The partition of India in 1947 divided British India into two independent dominions: India and Pakistan. The Dominion of India is today the Republic of India, and the Dominion of Pakistan is the Islamic Republic of Pakistan and the People's Republic of Bangladesh. The partition involved the division of two provinces, Bengal and Punjab, based on district-wide non-Muslim or Muslim majorities. The partition also saw the division of the British Indian Army, the Royal Indian Navy, the Royal Indian Air Force, the Indian Civil Service, the railways, and the central treasury. The partition was outlined in the Indian Independence Act 1947 and resulted in the dissolution of the British Raj, i.e., Crown rule in India. The two self-governing independent Dominions of India and Pakistan legally came into existence at midnight on 14–15 August 1947.

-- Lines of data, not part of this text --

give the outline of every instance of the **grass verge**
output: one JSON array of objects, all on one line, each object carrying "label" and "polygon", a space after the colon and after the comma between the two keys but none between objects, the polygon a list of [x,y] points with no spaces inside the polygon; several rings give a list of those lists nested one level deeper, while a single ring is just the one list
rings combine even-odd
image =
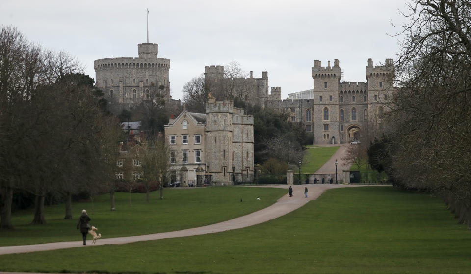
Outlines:
[{"label": "grass verge", "polygon": [[[116,193],[116,211],[110,211],[109,195],[99,196],[94,202],[73,204],[72,220],[64,219],[64,205],[47,206],[47,224],[30,224],[32,210],[14,213],[15,229],[0,231],[0,246],[79,241],[76,228],[83,209],[104,237],[112,238],[172,231],[215,223],[245,215],[273,204],[286,193],[286,190],[243,187],[168,188],[163,200],[159,192],[145,194]],[[260,201],[256,200],[257,197]],[[243,202],[240,202],[240,199]],[[91,237],[89,235],[89,237]]]},{"label": "grass verge", "polygon": [[0,271],[466,273],[471,233],[439,199],[389,187],[331,190],[289,214],[215,234],[0,256]]},{"label": "grass verge", "polygon": [[301,172],[314,173],[329,161],[340,146],[326,146],[306,150],[301,165]]}]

The partition displaced between 10 and 20 million people along religious lines, creating overwhelming calamity in the newly-constituted dominions. It is estimated that around 200,000–2 million people died during migration. It is often described as the largest mass human migration and one of the largest refugee crises in history. There was large-scale violence, with estimates of the loss of life accompanying or preceding the partition disputed and varying between several hundred thousand and two million. The violent nature of the partition created an atmosphere of hostility and suspicion between India and Pakistan that affects their relationship to this day.
The term partition of India does not cover the secession of Bangladesh from Pakistan in 1971, nor the earlier separations of Burma (now Myanmar) and Ceylon (now Sri Lanka) from the administration of India. The term also does not cover the political integration of princely states into the two new dominions, nor the disputes of annexation or division arising in the princely states of Hyderabad, Junagadh, and Jammu and Kashmir, though violence along religious lines did break out in some princely states at the time of the partition. It does not cover the incorporation of the enclaves of French India into India during the period 1947–1954, nor the annexation of Goa and other districts of Portuguese India by India in 1961. Other contemporaneous political entities in the region in 1947—the Kingdom of Sikkim, Kingdom of Bhutan, Kingdom of Nepal, Kingdom of Afghanistan, and the Maldives—were unaffected by the partition.